Empat Masalah Umum Pada Mobil Matik

Ketimbang mobil transmisi manual, mobil matik dinilai lebih gampang dan nyaman dikendarai terlebih ketika menerjang kemacetan. Maka tak heran andai transmisi jenis ini lebih digemari masyarakat perkotaan.

Meski demikian, mobil matik pun memiliki sejumlah masalah yang tidak jarang dihadapi, salah satunya enggan berjalan walau pedal gas sudah diinjak.

Berikut empat urusan yang menjadi penyebab mobil matik enggan berjalan.

1. Mesin Mengalami Slip

Penyebab umum mobil matik enggan jalan merupakan mesin mobil merasakan slip. Hal ini terjadi ketika mobil yang telah beralih gigi, malah hilang tenaga dan mesin justeru meraung.

Pemilik dapat mengerjakan mengecek masalah ini dengan menjalankan mobil dari transmisi D. Tambah akselerasi mobil tanpa memindah tuas transmisi. Apabila tersiar suara mesin meraung, dapat dijamin mesin mobil merasakan slip.

2. Tersendat

Mobil matik yang tersendat menciptakan kendaraan mustahil berjalan. Tanda masalah ini merupakan hentakan yang terjadi saat mengerjakan memindahkan gigi.

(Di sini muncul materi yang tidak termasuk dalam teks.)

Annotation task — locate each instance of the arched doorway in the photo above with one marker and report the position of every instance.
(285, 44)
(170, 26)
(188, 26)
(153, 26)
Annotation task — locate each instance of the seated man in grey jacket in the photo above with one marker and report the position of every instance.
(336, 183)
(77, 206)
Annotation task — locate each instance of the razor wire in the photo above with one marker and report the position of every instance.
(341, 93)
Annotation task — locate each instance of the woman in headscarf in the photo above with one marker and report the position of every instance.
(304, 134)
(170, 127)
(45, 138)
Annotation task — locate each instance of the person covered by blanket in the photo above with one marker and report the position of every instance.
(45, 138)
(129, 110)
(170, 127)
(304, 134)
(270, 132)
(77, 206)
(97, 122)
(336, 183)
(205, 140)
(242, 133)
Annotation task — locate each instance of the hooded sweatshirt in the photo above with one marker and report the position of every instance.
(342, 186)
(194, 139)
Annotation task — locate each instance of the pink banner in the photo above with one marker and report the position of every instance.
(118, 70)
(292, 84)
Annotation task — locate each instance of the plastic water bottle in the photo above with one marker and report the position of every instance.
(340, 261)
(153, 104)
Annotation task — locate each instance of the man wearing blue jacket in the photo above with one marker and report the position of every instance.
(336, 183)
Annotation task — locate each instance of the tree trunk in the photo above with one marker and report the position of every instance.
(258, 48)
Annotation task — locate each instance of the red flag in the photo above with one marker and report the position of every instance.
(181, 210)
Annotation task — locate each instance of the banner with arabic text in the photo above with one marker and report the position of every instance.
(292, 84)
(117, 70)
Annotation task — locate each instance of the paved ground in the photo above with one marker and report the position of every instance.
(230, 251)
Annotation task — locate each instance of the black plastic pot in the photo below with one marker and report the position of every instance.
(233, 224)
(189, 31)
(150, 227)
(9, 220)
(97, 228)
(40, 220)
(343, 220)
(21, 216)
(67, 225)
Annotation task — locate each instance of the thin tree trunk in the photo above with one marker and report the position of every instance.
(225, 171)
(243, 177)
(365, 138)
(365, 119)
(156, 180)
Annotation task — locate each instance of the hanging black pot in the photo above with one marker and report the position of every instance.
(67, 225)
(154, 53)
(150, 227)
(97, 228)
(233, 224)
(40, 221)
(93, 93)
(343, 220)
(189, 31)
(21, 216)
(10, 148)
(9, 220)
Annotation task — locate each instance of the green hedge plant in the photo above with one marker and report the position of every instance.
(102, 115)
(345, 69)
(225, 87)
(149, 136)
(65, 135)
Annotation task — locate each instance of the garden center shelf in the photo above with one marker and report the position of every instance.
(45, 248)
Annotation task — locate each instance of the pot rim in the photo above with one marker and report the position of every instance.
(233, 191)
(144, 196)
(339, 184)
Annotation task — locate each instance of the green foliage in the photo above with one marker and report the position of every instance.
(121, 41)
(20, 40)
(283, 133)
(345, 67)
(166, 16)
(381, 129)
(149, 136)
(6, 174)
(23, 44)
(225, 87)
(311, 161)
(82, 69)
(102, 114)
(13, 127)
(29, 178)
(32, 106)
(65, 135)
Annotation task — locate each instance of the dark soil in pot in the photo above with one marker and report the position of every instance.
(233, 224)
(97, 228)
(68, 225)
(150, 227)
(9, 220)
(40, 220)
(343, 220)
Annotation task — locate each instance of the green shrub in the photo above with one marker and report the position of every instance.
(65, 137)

Setelah hentakan, mobil kesudahannya tak dapat berjalan. Bila merasakan sendatan, segera cek situasi mesin mobil atau membawa ke bengkel terdekat.

3. Gigi Tak Dapat Berpindah Secara Otomatis

Ketika tuas transmisi sedang di posisi D, eksodus gigi akan dilaksanakan secara otomatis. Namun andai mobil tidak dapat berjalan, masalah ada pada eksodus gigi.

Masalah ini bisa diketahui saat pengemudi memasuki gas tetapi suara mesin sama seolah gigi tidak berpindah. Hal ini dapat mengakibatkan gas tak menyala dan mobil tidak dapat berjalan.

4. Tuas Transmisi Tidak Bisa Digeser

Pada mobil matik, tuas transmisi memiliki peranan yang penting. Masalah pada tuas transmisi dapat mengakibatkan mobil tidak inginkan berjalan, laksana tuas transmisi susah digeser.